Integrating technological innovation into mining industry practices can result in reduced costs, increased productivity and improved worker safety.
However, it also presents an unexpected challenge, as replacement motors, in particular, are now bought as smaller iterations, and often do not fit in the original infrastructure, says electrical products supplier Zest WEG high-voltage motors sales specialist Floris Erasmus.
This often happens, as the motors “are easily between 20 and 30 years old” and, thus, bought at a time when technology “wasn’t as advanced”, he tells Mining Weekly.
As a result of improving technological innovations, motors are becoming smaller in size while continuing to provide the same kilowatt output.
This, Erasmus says, creates a problem when heavy-duty industry end-users, such as the mining, power utilities, and oil and gas industries, want to buy newer and better motors for their operations, but are faced with an excessive amount of space left in the original motor’s infrastructure.

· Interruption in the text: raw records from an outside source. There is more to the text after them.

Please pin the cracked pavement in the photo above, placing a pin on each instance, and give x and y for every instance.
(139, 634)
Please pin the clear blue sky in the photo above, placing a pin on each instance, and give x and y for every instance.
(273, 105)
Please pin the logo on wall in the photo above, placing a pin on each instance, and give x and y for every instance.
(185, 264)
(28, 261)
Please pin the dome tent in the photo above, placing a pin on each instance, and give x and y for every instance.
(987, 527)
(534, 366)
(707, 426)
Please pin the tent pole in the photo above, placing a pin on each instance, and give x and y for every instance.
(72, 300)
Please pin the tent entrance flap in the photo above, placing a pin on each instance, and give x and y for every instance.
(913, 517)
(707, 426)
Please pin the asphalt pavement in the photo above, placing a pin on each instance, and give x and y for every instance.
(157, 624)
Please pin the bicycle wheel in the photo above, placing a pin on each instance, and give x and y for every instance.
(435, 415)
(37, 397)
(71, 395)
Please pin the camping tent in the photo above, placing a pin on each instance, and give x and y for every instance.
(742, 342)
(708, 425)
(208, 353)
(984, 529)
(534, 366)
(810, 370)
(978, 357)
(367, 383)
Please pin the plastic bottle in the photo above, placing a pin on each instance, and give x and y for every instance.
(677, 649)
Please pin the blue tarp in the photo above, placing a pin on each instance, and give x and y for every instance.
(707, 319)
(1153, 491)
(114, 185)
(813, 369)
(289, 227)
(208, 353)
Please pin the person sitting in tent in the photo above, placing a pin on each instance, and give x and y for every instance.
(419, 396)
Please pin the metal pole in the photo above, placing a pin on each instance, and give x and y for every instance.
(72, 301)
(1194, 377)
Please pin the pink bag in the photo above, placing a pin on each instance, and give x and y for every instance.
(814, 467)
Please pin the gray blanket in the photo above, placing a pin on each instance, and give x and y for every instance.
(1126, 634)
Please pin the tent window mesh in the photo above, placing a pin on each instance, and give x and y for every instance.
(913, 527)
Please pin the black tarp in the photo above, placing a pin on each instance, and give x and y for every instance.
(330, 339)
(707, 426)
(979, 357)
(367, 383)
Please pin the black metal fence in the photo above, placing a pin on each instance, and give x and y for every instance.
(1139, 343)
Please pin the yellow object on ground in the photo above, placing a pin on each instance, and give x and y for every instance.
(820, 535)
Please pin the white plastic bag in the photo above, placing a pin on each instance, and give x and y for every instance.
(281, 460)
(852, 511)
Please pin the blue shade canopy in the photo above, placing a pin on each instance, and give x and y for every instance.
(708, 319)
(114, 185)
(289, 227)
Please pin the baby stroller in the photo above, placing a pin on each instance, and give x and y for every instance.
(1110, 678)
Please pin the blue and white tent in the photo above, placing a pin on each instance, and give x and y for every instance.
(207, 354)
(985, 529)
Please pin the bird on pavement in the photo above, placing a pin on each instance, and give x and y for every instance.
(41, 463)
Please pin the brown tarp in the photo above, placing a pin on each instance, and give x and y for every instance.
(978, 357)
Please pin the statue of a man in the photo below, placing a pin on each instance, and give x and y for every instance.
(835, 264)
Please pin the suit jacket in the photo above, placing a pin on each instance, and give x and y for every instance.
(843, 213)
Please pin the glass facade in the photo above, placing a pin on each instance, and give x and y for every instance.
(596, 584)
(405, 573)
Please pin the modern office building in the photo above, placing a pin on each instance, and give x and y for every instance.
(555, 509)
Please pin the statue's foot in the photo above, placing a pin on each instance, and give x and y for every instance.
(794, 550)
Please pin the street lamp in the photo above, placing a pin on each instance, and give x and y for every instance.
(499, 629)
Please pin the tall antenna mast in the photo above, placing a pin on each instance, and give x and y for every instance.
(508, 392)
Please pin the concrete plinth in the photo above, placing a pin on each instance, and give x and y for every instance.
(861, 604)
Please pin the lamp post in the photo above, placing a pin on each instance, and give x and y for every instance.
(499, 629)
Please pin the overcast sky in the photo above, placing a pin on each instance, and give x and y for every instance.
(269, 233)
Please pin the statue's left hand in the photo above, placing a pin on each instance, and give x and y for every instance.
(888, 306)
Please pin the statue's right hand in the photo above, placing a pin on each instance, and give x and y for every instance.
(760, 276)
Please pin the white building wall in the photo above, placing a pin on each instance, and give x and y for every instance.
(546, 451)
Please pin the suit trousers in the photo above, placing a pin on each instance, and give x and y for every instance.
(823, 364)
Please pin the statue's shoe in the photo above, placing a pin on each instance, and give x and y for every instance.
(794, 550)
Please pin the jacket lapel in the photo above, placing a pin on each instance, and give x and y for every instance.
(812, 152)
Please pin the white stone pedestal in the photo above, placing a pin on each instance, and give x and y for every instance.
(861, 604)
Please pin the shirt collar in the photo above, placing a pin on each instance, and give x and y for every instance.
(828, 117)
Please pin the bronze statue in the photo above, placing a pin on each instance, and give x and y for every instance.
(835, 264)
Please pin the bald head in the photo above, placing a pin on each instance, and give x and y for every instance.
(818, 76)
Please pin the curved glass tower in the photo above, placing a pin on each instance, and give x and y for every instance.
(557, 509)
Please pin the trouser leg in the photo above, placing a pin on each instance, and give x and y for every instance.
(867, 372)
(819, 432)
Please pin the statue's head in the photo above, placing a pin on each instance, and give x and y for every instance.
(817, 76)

This extra space is a concern in that the smaller motors are often not able to be connected to the manufacturing or operating system, as the original cables were covered with concrete and cannot be moved.
“With the motor being smaller, the terminal box, for example, is moving away from where the original motor’s terminal box was. The physical dimensions, where the motor bolts down on to the base, are also smaller, and continue to be smaller.”
While replacing the original base is not an easy or cost-effective endeavour, as civil works and civil engineers would need to be employed, Erasmus says Zest WEG’s offering has the solution.
The company can supply the end-user with a base or adapter plate that fits on to the base of the new motor.
While end-users cannot do much in terms of preventing this challenge in future amid technology’s continuous evolvement, Erasmus advises that, to plan ahead, “customers just need to realise it can become an issue, and they need to keep in mind that they may be faced with this problem in another 20 years”.
Erasmus notes that, “first and foremost”, a site visit and assessment are required, which will enable a consultant to identify any space constraints where the new motor will be fitted. This is key, as Zest WEG will then design a motor according to the available physical dimensions, he adds.
Zest WEG offers the motor, as well as an option of either an adapter plate or bigger terminal box, depending on requirements.
While end-users will be required to pay an additional fee for the options, Erasmus says the cost is minimal, compared with that of the motor. He urges end-users to consider this minimal cost as a “long-term investment” for the motor’s best performance during its life span.